Metallica – “One” (Kirk Hammett)
The late 1980s were a weird time for Metallica. Following the death of bassist Cliff Burton, the band regrouped with Flotsam and Jetsam’s Jason Newsted in 1988 for their manically complex commercial breakthrough album, …And Justice For All. Although the near total absence of a certain low-frequencing-producing stringed instrument in the mix will forever be a point of contention among fans, the album undeniably features some of the best guitar work of Metallica’s career. Coming out of the vicious start-stop bridge in “One,” Kirk Hammett launches into a mind-melting solo that is delivered with such intensity, passion, and precision as to remind you just exactly what made them the biggest heavy metal band of all time.
Ozzy Osbourne – “No More Tears” (Zakk Wylde)

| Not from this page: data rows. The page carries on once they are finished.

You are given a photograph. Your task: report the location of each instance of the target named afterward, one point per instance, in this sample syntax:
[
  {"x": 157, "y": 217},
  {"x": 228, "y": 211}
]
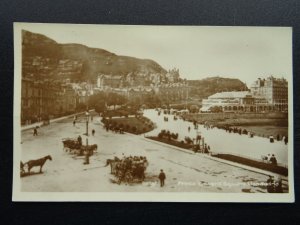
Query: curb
[{"x": 249, "y": 168}]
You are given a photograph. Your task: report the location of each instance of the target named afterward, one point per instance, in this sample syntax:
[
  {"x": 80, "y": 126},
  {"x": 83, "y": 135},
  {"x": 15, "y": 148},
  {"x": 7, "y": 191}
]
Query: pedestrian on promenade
[
  {"x": 162, "y": 177},
  {"x": 34, "y": 131},
  {"x": 79, "y": 139}
]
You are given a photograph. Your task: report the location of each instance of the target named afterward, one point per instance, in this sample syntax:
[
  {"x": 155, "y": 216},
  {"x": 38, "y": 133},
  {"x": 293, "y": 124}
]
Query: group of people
[
  {"x": 284, "y": 138},
  {"x": 130, "y": 167}
]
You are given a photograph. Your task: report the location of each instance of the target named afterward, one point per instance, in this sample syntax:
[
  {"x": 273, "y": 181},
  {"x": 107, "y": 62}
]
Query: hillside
[
  {"x": 208, "y": 86},
  {"x": 44, "y": 57}
]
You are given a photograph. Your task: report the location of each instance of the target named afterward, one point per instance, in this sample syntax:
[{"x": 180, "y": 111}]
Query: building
[
  {"x": 45, "y": 98},
  {"x": 229, "y": 102},
  {"x": 109, "y": 81},
  {"x": 274, "y": 90},
  {"x": 172, "y": 92}
]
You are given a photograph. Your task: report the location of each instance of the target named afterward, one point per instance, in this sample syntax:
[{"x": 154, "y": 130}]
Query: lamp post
[{"x": 87, "y": 123}]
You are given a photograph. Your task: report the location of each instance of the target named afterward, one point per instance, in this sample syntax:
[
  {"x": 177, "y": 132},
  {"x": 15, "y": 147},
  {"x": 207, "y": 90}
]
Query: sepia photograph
[{"x": 152, "y": 113}]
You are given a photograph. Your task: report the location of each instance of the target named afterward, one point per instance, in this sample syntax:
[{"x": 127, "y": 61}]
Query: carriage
[{"x": 129, "y": 169}]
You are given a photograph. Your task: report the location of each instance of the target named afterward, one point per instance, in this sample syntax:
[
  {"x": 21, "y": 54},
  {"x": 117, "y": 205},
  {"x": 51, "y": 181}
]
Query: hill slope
[{"x": 45, "y": 57}]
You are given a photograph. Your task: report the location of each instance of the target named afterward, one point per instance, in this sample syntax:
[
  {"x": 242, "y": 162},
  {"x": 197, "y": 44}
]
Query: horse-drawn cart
[
  {"x": 73, "y": 145},
  {"x": 129, "y": 169}
]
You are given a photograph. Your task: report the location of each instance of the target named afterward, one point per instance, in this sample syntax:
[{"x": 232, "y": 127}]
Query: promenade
[
  {"x": 221, "y": 141},
  {"x": 185, "y": 172}
]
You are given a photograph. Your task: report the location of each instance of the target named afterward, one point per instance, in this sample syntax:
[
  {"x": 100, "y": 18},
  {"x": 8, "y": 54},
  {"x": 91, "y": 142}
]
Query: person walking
[
  {"x": 34, "y": 131},
  {"x": 162, "y": 177}
]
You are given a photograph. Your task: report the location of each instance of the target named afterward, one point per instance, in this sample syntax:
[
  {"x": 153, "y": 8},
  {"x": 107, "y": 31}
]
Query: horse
[
  {"x": 38, "y": 162},
  {"x": 92, "y": 148},
  {"x": 265, "y": 158}
]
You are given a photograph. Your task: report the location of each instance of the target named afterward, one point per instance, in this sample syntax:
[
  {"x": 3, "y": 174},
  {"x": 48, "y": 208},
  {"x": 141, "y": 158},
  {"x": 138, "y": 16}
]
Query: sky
[{"x": 246, "y": 53}]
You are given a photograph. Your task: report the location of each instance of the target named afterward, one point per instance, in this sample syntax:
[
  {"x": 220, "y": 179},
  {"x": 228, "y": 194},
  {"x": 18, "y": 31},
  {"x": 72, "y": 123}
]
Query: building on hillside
[
  {"x": 274, "y": 90},
  {"x": 109, "y": 81}
]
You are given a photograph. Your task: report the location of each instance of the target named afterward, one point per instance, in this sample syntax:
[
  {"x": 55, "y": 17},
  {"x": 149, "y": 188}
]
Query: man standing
[{"x": 162, "y": 177}]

There is no debating that Ozzy Osbourne’s place at the top of the heavy metal hierarchy is well deserved. As captivating as his spectral tenor and historic antics are, the greatest weapon in the Prince Of Darkness’ arsenal has always been the guitarists he associates with. From the genre-defining Tony Iommi and the classical virtuosity of Randy Rhoads to the swag and showmanship of Jake E. Lee, the Ozzman has always had just about the finest six-stringer in the business at his right hand. When young New Jersey native Zakk Wylde stepped into the fold in 1988, Ozzy seemingly lucked into a guitarist and songwriting partner who embodied the best qualities of his storied former bandmates while bringing his own unique flare to the table. Taken from the 1991 album of the same name, “No More Tears” is arguably the most adventurous track in Ozzy’s arsenal since “Diary Of A Madman.” A multi-layered and disorienting heavy metal odyssey, the song is catapulted to another dimension by Wylde’s jaw-droppingly passionate solo.

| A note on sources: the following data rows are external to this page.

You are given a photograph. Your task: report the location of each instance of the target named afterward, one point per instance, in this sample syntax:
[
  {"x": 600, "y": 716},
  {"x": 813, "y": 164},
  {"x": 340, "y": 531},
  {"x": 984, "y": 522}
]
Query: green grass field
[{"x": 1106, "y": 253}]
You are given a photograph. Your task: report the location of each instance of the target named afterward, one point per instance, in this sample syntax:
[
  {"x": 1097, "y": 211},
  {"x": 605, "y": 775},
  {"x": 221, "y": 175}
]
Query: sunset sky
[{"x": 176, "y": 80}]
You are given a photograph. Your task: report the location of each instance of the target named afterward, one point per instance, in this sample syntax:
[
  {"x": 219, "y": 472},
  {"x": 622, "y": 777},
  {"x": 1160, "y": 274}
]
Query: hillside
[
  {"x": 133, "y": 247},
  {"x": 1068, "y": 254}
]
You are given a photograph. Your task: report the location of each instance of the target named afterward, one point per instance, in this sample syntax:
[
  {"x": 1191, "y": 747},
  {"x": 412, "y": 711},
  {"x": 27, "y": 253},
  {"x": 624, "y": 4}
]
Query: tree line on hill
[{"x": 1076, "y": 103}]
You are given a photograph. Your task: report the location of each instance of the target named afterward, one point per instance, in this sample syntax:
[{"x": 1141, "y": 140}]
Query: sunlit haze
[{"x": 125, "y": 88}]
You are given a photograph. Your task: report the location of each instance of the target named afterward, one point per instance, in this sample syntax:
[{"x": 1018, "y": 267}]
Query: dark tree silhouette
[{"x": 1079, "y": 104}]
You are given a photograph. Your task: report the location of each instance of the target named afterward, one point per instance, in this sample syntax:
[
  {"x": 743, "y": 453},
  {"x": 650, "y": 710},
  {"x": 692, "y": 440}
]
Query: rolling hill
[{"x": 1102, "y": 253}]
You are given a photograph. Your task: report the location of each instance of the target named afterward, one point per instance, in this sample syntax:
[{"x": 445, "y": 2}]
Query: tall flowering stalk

Pantera – “Floods” (Dimebag Darrell Abbott)
While their first three major label releases are considered essential groove metal classics to even novice headbangers, most die-hard Pantera fans will rank The Great Southern Trendkill as the band’s misunderstood, visceral masterpiece. Relentlessly brutal and hauntingly beautiful to equal degrees, album centerpiece “Floods” is a plea to God to wipe out all of mankind that features arguably the ultimate Dimebag Darrell solo. Built around doubled guitar lines a-la Randy Rhoads, Abbott told Guitar World at the time: “It seemed appropriate to start off in a slow, melodic fashion and then build and build and build to the climax with the big harmonic squeals at the end. For that last big note I think there’s four guitars going on. There’s a squeal at the second fret of the G string, a squeal at the fifth fret of the G and then I used a DigiTech Whammy pedal on two-string squeals at the harmonics at the fourth and 12th frets of the G and B strings, I believe. That was one of those deals where I didn’t plan it out. I just sat there and fucked with it until it sounded right.”

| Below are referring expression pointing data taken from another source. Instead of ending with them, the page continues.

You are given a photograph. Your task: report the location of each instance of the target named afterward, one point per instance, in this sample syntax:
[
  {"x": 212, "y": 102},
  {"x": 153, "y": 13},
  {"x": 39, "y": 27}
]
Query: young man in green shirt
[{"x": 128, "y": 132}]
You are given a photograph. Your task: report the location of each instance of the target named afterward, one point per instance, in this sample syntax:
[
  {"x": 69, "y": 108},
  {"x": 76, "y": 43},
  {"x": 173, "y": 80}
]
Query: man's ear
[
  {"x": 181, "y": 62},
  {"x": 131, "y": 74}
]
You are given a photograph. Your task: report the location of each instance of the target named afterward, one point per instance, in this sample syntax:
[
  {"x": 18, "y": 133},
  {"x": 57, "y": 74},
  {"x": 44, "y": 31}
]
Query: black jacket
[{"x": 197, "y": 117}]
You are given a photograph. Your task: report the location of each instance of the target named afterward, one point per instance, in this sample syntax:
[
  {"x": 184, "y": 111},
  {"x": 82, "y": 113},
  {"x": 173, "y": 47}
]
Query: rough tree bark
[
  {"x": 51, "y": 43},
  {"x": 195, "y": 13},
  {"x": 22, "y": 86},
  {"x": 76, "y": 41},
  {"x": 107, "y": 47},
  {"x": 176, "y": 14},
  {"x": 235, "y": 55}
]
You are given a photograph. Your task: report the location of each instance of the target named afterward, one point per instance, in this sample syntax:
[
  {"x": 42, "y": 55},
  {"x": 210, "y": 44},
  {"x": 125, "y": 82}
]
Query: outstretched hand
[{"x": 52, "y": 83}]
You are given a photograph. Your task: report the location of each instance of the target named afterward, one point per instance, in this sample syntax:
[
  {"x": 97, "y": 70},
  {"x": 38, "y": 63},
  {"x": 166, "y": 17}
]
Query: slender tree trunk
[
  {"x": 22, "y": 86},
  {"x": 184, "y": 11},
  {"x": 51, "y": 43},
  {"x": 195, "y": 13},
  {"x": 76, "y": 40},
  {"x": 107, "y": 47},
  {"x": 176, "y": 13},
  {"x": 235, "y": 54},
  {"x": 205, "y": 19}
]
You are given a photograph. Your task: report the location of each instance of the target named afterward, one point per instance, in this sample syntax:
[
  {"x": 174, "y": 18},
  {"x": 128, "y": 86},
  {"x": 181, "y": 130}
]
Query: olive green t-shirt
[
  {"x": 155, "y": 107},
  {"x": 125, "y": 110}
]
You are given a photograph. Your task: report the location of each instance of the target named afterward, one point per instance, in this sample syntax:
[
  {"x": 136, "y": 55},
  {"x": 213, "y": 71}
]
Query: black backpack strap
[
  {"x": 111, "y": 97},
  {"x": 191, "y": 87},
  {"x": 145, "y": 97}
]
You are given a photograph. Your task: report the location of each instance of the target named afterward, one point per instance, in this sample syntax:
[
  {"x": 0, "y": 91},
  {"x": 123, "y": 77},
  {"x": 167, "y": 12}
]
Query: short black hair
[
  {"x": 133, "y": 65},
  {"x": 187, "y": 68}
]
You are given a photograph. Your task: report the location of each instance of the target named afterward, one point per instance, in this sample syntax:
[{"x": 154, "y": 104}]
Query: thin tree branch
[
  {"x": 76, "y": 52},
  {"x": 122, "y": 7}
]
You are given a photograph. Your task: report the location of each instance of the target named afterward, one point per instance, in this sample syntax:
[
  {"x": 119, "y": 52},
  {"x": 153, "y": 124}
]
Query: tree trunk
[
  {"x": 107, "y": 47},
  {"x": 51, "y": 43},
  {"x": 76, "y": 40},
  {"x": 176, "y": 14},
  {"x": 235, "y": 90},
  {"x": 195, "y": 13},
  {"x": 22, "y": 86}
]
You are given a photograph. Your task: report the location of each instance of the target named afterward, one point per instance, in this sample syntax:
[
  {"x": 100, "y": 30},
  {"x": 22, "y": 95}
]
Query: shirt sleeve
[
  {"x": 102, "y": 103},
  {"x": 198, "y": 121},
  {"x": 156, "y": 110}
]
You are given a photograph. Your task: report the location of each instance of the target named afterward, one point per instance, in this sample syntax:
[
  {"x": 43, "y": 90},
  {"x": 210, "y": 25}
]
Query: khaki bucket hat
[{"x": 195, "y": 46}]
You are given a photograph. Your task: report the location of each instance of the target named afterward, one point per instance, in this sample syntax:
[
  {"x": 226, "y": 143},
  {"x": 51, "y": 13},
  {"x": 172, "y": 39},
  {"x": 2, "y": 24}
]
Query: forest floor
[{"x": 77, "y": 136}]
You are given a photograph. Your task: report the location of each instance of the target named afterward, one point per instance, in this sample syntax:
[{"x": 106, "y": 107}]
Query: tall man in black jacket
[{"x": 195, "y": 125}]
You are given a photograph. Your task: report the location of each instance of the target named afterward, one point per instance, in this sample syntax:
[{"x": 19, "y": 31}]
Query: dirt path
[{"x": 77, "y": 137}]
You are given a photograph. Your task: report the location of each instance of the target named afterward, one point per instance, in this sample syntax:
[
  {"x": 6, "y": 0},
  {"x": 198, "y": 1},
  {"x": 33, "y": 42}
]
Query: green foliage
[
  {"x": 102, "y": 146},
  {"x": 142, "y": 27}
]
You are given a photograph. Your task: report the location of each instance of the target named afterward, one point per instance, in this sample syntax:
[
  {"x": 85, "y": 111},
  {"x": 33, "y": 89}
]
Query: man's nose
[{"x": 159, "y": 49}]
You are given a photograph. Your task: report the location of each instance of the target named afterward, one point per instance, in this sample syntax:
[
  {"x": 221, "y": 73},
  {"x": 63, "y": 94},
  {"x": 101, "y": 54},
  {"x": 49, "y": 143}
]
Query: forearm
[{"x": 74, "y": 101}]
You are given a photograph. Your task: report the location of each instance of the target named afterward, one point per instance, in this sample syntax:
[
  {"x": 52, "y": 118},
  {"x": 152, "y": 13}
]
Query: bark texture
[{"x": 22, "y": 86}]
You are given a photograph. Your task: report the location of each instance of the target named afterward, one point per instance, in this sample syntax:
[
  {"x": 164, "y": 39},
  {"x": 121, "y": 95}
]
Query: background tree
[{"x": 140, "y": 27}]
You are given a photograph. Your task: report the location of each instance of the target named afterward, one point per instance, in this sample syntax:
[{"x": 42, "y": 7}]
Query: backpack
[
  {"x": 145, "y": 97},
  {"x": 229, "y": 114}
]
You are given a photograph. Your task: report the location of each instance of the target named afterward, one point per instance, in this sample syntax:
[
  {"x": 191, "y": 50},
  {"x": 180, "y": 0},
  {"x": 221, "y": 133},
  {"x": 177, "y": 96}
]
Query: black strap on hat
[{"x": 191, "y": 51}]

Ozzy Osbourne – “Crazy Train” (Randy Rhoads)
Look, I tried to limit this list to just one Ozzy song. When that didn’t work out, I managed to justify doing two Ozzy songs from two different eras with solos from two different guitar players. Unfortunately for those readers looking for a little variety, it would be incredibly disingenuous to not include both “Mr. Crowley” and “Crazy Train” in a ranking exercise of this nature. In the case of the latter track, Randy Rhoads’ explosive lead is a masterclass in organized chaos that stands to put any classical master to shame. This is the apex of speed, dexterity, technical prowess and melodic intuition. There has never been another solo like it and there never will be.